Gradient boosting models have gained popularity in the machine learning community due to their ability to achieve excellent results in a wide range of use cases, including both regression and classification. Although these models have traditionally been less common in forecasting, they can be highly effective in this domain. Some of the key benefits of using gradient boosting models for forecasting include:

  • The ease with which exogenous variables can be included in the model, in addition to autoregressive variables.

  • The ability to capture non-linear relationships between variables.

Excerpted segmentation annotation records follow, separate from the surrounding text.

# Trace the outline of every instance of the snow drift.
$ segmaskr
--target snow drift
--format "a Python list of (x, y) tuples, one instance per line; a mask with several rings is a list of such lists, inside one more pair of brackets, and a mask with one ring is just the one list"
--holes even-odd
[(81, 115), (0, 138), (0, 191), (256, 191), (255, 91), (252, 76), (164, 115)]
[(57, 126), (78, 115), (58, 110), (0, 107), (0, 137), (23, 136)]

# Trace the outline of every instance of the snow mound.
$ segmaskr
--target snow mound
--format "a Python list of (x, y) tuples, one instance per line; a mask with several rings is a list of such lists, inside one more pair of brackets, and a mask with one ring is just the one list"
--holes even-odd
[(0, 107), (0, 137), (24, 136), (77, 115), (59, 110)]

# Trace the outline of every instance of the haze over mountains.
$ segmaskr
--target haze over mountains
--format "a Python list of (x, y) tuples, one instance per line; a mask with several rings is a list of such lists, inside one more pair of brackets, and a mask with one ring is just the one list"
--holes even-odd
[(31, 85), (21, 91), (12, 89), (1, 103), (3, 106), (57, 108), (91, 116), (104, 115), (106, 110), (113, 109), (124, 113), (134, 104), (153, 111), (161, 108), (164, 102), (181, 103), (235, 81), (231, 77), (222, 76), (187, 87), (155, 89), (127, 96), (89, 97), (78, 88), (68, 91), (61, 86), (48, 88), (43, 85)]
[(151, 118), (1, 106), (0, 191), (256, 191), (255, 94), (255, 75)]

  • High scalability, allowing models to handle large volumes of data.

  • Some implementations allow the inclusion of categorical variables without the need for additional encoding, such as one-hot encoding.

Despite these benefits, the use of machine learning models for forecasting can present several challenges that can make analysts reluctant to use them, the main ones being:

  • Transforming the data so that it can be used as a regression problem.

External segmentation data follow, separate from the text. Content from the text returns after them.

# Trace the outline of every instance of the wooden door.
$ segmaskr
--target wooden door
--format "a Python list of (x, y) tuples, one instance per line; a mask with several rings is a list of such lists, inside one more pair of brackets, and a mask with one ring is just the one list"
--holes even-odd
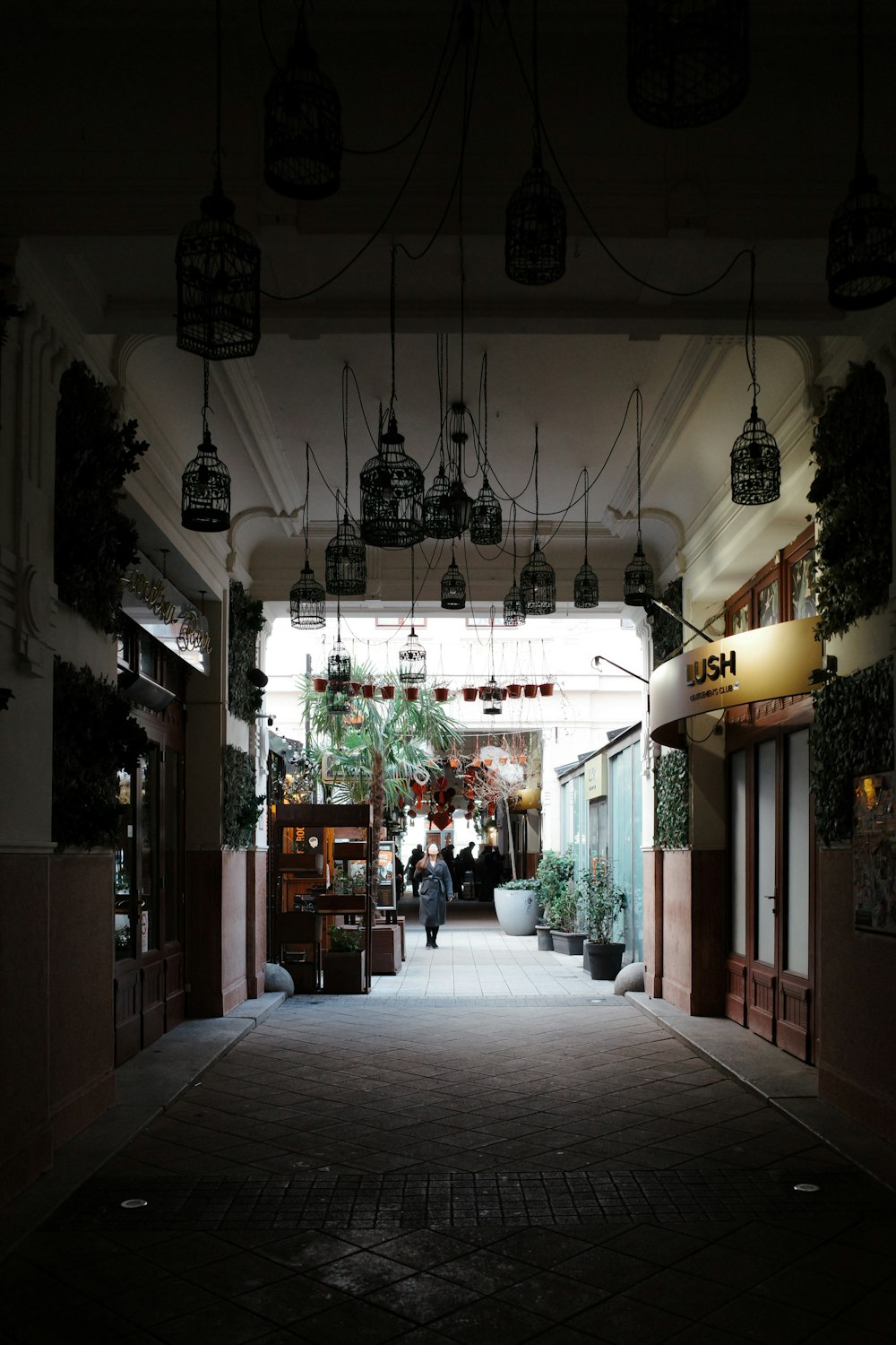
[[(183, 725), (136, 716), (148, 752), (118, 775), (116, 1064), (184, 1017)], [(168, 720), (168, 714), (165, 717)]]
[(728, 757), (729, 1018), (813, 1053), (814, 835), (809, 728), (778, 726)]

  • Depending on how many future predictions are needed (prediction horizon), an iterative process may be required where each new prediction is based on previous ones.

  • Model validation requires specific strategies such as backtesting, walk-forward validation or time series cross-validation. Traditional cross-validation cannot be used.

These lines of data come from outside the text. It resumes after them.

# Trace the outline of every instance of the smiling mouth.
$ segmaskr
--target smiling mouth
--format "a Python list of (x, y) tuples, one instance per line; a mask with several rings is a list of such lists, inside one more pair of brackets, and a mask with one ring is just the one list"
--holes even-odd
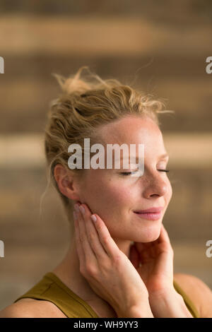
[(160, 212), (148, 212), (148, 213), (138, 213), (134, 212), (138, 217), (141, 219), (146, 219), (148, 220), (158, 220), (162, 217), (162, 211)]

The skforecast library provides automated solutions to these challenges, making it easier to apply and validate machine learning models to forecasting problems. The library supports several advanced gradient boosting models, including XGBoost, LightGBM, Catboost and scikit-learn HistGradientBoostingRegressor. This document shows how to use them to build accurate forecasting models. To ensure a smooth learning experience, an initial exploration of the data is performed. Then, the modeling process is explained step by step, starting with a recursive model utilizing a LightGBM regressor and moving on to a model incorporating exogenous variables and various coding strategies. The document concludes by demonstrating the use of other gradient boosting model implementations, including XGBoost, CatBoost, and the scikit-learn HistGradientBoostingRegressor.

✎ Note

Machine learning models do not always outperform statistical learning models such as AR, ARIMA or Exponential Smoothing. Which one works best depends largely on the characteristics of the use case to which it is applied. Visit ARIMA and SARIMAX models with skforecast to learn more about statistical models.

✎ Note

Additional examples of how using gradient boosting models for forecasting can be found in the documents Forecasting energy demand with machine learning and Global Forecasting Models.

Use case

Bicycle sharing is a popular shared transport service that provides bicycles to individuals for short-term use. These systems typically provide bike docks where riders can borrow a bike and return it to any dock belonging to the same system. The docks are equipped with special bike racks that secure the bike and only release it via computer control. One of the major challenges faced by operators of these systems is the need to redistribute bikes to ensure that there are bikes available at all docks, as well as free spaces for returns.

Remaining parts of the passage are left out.